Home treatment and self-care
Your doctor might also recommend the following during the active phase of thyroid eye disease:
- Not smoking reduces the risk of more severe disease
- Using extra pillows to raise your head while lying in bed
- Wearing sunglasses if you are also affected by photophobia
- Lubricating your eyes with eye drops
- Avoiding irritants such as dust and dirt
In severe cases of exophthalmos you may need high dose corticosteroids, and sometimes other similar disease modifying drugs. These help to control inflammation and stabilise the condition.
If corticosteroids are ineffective, orbital radiotherapy can be used alone or in conjunction with corticosteroids.
This type of treatment carries risks such as short-term vision problems, cataracts, and retinopathy.
If exophthalmos is severe or persistent, surgery may be required. It may need to be carried out during the active phase, if exophthalmos poses an immediate threat to your vision, or in the inactive period.

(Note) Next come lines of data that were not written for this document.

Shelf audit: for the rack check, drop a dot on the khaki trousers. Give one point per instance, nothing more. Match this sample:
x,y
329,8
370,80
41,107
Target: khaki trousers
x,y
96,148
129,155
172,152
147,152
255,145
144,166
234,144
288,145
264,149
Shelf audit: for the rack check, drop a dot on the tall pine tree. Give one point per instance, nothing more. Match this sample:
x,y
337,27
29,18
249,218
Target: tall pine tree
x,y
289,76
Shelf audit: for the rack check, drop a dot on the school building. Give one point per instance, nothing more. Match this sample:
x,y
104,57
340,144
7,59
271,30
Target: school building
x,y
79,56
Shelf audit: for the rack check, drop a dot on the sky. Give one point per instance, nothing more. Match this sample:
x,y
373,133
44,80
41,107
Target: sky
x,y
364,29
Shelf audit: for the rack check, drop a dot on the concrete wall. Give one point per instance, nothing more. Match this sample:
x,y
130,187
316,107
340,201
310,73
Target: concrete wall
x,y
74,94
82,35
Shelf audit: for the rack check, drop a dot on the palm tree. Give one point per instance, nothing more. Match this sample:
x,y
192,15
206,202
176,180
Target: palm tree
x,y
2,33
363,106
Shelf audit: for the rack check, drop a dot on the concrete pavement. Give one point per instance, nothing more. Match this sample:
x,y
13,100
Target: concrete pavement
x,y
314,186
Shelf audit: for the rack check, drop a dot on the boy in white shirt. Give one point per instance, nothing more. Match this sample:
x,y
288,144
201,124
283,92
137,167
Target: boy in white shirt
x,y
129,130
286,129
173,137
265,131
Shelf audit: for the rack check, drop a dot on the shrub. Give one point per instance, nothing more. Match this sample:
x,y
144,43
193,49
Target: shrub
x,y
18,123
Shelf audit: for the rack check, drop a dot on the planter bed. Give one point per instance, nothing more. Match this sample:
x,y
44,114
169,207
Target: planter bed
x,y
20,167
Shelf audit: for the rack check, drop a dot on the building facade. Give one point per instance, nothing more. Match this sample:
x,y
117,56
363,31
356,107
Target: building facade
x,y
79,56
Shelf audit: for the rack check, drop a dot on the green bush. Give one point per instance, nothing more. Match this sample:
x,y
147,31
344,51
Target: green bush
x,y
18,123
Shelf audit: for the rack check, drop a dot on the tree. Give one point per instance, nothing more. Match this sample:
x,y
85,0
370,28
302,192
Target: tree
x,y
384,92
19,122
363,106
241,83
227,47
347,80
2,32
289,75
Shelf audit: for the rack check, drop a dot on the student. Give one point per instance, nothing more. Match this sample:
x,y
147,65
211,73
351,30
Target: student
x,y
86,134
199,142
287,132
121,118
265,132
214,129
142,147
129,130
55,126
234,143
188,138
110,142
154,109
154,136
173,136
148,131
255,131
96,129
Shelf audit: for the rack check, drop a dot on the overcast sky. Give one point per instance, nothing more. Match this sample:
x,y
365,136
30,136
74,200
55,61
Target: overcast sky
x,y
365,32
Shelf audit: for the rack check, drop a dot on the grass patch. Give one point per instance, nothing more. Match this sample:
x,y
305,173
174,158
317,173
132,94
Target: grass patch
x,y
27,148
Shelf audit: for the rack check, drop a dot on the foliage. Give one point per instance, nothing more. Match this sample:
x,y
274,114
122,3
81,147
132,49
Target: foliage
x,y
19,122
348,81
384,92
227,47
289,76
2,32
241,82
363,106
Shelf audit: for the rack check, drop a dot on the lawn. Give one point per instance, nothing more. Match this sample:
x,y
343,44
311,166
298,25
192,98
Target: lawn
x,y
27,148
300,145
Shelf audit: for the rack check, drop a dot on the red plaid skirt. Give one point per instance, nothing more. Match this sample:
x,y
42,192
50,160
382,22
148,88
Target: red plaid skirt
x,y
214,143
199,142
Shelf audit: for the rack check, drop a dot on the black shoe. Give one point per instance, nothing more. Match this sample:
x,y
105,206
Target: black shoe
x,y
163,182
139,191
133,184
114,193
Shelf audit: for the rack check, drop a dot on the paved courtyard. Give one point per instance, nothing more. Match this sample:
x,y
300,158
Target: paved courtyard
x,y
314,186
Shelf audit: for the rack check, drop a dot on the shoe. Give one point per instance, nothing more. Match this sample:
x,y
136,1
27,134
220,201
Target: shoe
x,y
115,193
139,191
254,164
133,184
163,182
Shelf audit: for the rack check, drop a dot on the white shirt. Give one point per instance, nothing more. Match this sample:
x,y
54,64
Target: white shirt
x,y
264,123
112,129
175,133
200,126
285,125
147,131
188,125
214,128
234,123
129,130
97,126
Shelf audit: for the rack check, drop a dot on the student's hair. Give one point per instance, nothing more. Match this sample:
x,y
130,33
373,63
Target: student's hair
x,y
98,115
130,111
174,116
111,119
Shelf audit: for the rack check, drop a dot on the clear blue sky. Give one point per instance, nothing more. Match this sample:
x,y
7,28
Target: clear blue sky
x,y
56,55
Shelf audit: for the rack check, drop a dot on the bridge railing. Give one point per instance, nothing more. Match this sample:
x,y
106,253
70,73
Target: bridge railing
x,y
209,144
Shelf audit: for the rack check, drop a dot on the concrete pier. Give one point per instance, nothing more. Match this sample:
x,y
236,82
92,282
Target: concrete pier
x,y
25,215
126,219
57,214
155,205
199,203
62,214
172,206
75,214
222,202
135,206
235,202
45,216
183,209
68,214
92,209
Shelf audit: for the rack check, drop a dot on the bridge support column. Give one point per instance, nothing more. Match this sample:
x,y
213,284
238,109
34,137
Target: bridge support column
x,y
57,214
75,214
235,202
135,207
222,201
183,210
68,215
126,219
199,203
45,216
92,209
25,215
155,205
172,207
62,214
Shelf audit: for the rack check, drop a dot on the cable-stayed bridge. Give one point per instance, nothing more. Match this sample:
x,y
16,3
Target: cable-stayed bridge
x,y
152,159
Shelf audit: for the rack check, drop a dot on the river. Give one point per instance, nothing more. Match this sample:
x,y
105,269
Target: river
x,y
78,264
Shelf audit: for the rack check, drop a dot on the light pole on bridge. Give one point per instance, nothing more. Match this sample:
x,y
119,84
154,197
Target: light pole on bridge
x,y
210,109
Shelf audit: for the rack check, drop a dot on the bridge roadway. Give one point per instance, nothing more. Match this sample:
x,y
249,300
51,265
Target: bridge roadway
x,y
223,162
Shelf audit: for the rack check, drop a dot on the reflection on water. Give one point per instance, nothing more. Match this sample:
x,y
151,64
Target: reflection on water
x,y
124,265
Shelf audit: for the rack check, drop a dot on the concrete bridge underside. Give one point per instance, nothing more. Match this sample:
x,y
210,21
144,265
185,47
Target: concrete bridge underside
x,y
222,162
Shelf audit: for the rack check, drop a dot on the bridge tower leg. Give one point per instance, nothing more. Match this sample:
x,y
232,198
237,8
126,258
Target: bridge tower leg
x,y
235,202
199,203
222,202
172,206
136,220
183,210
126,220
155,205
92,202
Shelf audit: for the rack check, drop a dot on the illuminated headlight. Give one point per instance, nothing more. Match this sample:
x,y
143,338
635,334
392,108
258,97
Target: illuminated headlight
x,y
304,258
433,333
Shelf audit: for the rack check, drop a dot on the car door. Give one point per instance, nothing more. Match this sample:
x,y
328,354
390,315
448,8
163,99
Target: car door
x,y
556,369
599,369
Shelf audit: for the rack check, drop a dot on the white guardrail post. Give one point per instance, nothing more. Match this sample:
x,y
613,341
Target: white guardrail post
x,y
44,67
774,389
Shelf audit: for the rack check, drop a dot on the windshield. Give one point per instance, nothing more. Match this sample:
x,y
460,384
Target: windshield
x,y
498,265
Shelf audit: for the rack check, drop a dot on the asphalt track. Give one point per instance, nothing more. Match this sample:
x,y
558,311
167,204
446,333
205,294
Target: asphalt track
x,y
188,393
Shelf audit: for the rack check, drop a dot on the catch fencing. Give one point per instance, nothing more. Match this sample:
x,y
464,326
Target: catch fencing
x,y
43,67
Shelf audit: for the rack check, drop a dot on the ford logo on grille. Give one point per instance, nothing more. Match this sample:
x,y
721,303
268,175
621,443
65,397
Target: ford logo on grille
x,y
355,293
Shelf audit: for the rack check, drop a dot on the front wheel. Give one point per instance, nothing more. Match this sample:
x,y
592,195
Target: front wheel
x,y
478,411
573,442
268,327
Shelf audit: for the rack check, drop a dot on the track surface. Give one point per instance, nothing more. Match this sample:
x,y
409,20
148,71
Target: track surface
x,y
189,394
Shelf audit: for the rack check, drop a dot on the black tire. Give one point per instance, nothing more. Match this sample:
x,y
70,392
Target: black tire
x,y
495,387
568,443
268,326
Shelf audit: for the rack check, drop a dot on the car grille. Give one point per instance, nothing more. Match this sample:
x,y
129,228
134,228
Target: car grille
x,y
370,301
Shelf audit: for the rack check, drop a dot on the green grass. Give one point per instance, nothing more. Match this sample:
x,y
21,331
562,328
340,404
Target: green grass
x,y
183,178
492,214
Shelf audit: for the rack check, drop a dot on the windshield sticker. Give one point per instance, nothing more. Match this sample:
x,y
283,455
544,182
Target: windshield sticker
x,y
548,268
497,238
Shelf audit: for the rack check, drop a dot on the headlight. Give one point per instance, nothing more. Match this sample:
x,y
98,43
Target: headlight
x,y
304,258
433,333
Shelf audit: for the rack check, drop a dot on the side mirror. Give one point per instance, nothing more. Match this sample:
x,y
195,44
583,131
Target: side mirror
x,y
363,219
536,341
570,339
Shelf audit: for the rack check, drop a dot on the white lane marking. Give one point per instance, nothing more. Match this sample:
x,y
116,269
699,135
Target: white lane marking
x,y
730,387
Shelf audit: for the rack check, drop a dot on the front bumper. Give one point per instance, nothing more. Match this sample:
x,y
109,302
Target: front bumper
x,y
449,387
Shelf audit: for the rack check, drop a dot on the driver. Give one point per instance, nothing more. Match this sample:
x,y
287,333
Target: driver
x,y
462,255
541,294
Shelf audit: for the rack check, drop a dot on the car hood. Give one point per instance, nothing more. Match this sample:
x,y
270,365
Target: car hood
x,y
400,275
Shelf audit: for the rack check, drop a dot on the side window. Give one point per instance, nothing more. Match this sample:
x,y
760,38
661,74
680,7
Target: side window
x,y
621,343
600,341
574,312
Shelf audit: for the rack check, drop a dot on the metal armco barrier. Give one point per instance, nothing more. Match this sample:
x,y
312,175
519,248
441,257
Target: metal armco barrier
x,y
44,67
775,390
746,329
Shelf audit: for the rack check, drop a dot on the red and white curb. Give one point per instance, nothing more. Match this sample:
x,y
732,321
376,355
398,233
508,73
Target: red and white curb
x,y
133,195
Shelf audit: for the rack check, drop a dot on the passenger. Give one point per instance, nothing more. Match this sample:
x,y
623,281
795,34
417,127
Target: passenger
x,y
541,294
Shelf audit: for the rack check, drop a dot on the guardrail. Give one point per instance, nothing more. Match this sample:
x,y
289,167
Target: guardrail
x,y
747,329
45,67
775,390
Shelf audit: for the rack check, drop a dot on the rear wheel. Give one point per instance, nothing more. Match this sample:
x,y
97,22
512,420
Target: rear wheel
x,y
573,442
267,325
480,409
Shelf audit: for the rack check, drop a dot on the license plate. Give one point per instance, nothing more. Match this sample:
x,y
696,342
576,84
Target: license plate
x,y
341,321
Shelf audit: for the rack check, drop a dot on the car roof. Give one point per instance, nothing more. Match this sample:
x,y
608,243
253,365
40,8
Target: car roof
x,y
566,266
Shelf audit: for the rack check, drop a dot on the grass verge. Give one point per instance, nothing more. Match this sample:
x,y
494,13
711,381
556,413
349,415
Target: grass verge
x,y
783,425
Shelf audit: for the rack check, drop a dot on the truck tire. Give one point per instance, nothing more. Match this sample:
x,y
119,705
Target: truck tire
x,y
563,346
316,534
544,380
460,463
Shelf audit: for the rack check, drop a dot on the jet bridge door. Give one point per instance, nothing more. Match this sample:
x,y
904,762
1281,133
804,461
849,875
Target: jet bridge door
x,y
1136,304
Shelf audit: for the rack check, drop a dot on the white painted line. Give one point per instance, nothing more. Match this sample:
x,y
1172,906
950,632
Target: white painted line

Is Grave's disease hereditary?
It is unclear if Graves’ disease is hereditary, as many genetic and environmental factors can increase the risk of one having the disease. Nevertheless, those who have close relatives with an autoimmune disorder, including Graves’ disease, are more likely to develop it.
Does thyroid eye disease get better?
Symptoms of thyroid eye disease may worsen during the active phase, which can last for up to 2 years; however, thyroid eye disease can get better during the inactive period when the eye settles down. The right treatment can also help thyroid eye disease get better and improve the appearance of bug eyes.